L’AH en gélules n’est pas considéré comme dangereux aux doses habituelles (80 à 200 mg par jour). Le principal problème est plutôt son efficacité incertaine : la molécule est en grande partie dégradée par les enzymes digestives, et sa biodisponibilité cutanée reste mal documentée. Quelques études montrent une amélioration modeste de l’hydratation après 6 à 8 semaines de prise, mais les résultats sont moins nets que ceux de l’application topique. Il n’y a pas de danger avéré, mais ne vous attendez pas à des résultats spectaculaires.

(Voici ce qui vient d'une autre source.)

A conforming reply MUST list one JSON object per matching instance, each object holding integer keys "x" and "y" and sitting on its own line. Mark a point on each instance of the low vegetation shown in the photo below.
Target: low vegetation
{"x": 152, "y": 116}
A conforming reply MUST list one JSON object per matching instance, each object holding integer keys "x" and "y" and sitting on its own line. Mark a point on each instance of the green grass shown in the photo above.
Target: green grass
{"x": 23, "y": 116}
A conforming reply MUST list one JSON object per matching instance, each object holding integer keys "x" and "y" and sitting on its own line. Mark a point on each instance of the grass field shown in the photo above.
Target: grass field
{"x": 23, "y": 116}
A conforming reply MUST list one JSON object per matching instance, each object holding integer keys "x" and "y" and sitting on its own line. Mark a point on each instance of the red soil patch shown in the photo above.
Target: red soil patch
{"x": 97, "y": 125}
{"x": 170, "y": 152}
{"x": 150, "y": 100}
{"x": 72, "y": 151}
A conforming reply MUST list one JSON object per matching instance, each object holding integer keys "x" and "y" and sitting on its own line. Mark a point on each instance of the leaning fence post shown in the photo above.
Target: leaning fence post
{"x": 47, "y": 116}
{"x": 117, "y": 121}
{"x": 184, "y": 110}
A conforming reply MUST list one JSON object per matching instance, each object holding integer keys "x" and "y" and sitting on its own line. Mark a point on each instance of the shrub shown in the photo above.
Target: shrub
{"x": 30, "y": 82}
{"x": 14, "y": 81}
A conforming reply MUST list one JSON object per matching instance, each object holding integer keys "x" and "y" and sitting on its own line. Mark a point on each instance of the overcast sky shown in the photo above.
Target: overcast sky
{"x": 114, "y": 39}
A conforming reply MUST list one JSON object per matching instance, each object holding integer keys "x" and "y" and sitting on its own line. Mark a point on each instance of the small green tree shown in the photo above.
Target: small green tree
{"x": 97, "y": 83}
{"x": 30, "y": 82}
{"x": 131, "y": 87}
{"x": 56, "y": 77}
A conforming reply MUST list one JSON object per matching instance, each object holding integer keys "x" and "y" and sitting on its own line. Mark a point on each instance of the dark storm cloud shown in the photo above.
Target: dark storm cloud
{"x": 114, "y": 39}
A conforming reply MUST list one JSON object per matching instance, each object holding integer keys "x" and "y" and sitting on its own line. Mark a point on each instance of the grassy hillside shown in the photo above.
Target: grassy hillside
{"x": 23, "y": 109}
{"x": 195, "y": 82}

Peut-on combiner crème et injection d’acide hyaluronique ?

Oui, et c’est même la démarche la plus cohérente. L’injection traite un problème structurel (rides, volume) tandis que la crème maintient l’hydratation de surface au quotidien. Les deux agissent à des niveaux différents et se complètent parfaitement. Attendez simplement 48 heures après une injection avant de reprendre votre routine cosmétique habituelle sur la zone traitée.


Margaux Delcourt
Margaux Delcourt

Margaux Delcourt suit depuis plus de dix ans le soin de la peau et la luminothérapie LED. Elle décrypte les actifs cosmétiques et les technologies de photothérapie sur des bases documentées. Ses articles sont informatifs et ne constituent pas un avis médical.